With limited time, the pressure increases to finally contribute that idea that’s been in your head. If it’s a good idea, it will find its way to the top whenever submitted. But who knows when someone will feel the urgency to submit such an idea? The constraint of time creates this sense of urgency through the scarcity principle.
The other scarce resource affected in the time box approach includes management attention. As mentioned, good ideas find their way to the top, regardless whether they are part of a constraint or open suggestive process. But knowing that management is paying higher attention now to a given topic operates very well on the scarcity principle. In the previous section, management attention was important to engagement. In this case, the perception that the heightened attention is limited creates a sense of urgency. This is helpful in driving higher levels of participation.
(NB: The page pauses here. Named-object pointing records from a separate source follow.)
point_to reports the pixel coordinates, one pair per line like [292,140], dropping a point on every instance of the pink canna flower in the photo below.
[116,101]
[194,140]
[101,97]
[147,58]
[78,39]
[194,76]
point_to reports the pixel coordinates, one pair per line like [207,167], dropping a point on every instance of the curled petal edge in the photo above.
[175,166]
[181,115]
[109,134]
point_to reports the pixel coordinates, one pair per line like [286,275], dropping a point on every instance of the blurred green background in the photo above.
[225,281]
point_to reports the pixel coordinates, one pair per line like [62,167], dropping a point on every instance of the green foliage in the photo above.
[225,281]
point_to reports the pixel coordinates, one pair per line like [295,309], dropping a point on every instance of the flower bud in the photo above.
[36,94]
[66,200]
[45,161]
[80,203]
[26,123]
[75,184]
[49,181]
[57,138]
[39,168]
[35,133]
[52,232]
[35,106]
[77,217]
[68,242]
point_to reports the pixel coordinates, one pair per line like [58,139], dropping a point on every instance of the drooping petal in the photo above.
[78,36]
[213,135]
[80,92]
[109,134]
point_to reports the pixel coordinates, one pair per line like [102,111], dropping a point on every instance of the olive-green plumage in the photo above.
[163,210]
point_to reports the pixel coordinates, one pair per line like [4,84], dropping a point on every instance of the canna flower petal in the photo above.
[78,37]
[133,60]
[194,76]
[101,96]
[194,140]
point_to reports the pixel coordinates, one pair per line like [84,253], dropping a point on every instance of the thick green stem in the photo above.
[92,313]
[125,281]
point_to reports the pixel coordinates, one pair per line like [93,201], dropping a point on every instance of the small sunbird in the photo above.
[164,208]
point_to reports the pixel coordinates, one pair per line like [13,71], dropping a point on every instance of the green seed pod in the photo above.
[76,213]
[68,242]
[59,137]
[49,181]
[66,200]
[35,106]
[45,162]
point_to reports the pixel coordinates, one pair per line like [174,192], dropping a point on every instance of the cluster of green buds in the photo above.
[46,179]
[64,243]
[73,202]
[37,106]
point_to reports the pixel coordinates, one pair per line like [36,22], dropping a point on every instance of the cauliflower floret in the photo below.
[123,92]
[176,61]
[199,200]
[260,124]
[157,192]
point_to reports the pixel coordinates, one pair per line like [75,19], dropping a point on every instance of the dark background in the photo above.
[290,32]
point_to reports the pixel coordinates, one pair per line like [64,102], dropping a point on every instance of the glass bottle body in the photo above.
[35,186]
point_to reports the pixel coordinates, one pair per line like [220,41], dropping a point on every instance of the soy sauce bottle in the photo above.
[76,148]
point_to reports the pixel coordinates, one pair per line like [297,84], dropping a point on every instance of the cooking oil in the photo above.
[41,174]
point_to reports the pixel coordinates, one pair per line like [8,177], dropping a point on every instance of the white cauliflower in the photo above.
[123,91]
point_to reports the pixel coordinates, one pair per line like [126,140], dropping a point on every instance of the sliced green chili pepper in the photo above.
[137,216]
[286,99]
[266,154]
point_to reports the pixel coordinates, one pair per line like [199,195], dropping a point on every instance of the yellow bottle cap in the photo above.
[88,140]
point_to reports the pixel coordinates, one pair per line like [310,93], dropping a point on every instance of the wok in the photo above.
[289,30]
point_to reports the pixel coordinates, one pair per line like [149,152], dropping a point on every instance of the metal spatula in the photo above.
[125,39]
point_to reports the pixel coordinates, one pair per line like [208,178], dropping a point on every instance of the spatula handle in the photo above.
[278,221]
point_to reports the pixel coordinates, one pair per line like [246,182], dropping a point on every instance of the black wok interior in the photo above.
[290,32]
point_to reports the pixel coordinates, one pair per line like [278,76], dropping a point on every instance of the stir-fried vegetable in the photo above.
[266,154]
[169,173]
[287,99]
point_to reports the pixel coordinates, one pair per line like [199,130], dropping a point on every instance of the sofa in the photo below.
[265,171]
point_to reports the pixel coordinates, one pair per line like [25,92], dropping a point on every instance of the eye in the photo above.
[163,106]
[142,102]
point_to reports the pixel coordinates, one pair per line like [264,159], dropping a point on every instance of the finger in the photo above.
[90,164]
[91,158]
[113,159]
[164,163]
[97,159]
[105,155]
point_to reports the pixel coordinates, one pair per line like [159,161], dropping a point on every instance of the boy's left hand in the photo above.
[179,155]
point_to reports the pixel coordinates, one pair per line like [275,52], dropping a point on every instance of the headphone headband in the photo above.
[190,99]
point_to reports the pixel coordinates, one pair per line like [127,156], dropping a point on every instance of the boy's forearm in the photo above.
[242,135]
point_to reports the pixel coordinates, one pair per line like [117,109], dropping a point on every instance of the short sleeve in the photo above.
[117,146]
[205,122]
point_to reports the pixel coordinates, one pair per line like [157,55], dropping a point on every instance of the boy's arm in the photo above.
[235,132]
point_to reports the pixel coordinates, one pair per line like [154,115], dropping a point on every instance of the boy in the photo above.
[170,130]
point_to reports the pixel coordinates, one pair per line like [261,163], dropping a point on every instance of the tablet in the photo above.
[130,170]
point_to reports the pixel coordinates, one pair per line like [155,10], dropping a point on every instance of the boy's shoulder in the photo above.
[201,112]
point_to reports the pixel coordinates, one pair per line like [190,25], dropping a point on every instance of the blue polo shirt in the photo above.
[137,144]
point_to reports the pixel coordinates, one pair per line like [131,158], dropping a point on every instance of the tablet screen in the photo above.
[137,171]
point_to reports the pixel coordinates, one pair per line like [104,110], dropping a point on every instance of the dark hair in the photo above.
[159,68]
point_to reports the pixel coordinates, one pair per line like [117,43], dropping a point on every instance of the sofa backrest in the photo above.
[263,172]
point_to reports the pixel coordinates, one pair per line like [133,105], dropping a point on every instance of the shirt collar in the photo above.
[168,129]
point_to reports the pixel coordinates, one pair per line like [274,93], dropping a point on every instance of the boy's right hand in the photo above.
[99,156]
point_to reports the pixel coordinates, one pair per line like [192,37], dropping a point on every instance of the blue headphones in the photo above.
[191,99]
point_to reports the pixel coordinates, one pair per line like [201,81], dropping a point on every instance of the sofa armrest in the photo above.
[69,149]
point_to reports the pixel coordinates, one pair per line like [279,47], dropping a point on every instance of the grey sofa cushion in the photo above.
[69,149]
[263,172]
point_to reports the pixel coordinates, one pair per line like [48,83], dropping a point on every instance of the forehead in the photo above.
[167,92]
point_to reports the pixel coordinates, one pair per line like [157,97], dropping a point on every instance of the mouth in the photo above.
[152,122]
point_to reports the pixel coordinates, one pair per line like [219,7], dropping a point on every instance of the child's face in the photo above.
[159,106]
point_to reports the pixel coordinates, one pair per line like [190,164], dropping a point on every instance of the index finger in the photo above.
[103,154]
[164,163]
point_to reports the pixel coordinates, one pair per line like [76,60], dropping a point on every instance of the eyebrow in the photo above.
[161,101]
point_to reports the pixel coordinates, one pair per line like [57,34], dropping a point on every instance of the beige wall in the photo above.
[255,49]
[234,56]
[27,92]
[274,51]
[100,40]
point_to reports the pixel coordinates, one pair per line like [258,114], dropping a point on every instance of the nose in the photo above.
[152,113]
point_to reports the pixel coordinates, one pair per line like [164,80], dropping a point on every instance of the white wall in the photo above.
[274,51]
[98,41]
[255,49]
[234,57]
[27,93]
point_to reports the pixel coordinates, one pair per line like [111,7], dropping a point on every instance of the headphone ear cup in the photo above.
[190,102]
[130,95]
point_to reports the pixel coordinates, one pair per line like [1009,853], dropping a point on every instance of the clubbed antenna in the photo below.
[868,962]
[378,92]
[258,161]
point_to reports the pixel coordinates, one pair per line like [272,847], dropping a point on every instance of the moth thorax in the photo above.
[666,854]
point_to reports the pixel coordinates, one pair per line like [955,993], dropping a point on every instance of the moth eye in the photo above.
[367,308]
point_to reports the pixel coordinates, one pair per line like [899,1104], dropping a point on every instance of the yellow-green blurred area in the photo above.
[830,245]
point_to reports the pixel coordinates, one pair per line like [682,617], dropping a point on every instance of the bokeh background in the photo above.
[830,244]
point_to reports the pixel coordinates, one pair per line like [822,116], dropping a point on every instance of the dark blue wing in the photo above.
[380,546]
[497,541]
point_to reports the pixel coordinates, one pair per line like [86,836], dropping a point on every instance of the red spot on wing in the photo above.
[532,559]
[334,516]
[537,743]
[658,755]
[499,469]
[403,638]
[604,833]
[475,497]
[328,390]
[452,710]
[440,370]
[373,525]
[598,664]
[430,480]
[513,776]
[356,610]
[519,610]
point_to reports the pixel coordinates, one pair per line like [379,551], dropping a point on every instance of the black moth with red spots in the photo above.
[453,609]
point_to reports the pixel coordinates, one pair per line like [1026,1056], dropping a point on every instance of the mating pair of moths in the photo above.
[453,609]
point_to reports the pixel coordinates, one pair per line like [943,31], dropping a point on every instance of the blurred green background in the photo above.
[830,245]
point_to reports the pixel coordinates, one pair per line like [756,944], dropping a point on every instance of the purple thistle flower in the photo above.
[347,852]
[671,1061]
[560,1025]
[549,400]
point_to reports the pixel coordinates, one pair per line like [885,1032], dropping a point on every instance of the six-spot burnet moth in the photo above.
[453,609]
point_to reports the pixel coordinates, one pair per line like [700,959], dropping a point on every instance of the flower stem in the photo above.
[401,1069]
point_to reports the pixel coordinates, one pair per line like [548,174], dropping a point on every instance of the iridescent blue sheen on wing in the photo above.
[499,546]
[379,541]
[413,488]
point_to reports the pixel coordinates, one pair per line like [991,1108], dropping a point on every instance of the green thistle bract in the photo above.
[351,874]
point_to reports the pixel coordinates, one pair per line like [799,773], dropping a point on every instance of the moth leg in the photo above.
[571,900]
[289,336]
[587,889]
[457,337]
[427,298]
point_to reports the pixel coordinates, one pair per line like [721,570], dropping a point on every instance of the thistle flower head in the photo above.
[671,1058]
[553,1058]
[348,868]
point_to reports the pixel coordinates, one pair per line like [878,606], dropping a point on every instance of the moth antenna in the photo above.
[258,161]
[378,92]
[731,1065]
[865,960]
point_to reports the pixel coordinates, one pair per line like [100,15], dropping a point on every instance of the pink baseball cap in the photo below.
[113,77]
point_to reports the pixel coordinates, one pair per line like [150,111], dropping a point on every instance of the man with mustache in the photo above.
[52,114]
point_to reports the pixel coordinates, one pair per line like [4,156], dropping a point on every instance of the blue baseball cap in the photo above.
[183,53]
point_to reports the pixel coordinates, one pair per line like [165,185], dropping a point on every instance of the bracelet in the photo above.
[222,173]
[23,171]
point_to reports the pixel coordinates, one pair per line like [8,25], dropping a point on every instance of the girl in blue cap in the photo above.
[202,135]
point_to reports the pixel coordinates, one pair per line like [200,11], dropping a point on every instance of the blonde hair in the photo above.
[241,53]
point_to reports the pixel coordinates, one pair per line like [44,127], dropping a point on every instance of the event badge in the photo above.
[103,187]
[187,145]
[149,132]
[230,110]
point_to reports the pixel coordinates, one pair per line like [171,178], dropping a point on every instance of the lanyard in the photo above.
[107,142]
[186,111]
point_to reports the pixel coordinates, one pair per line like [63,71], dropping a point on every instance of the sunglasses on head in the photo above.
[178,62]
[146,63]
Constraints Are for Fostering Innovation, Not Limiting It
The risk of using the “constraints” language for innovation is that it is commingled with cases where companies were too constrained in their thinking. When Clayton Christensen talks about the integrated steel mills being driven out of business by the mini mills, it smacks of “constrained thinking” by the big mill operators. They were too limited in understanding their customers and advances in technology.
But as the Scott Anthony quote at the top of this post shows, constraints are useful. Applied well, they serve a smart tactical purpose in improving innovation. They focus the creative and problem-solving talents of employees on areas most important to organizations.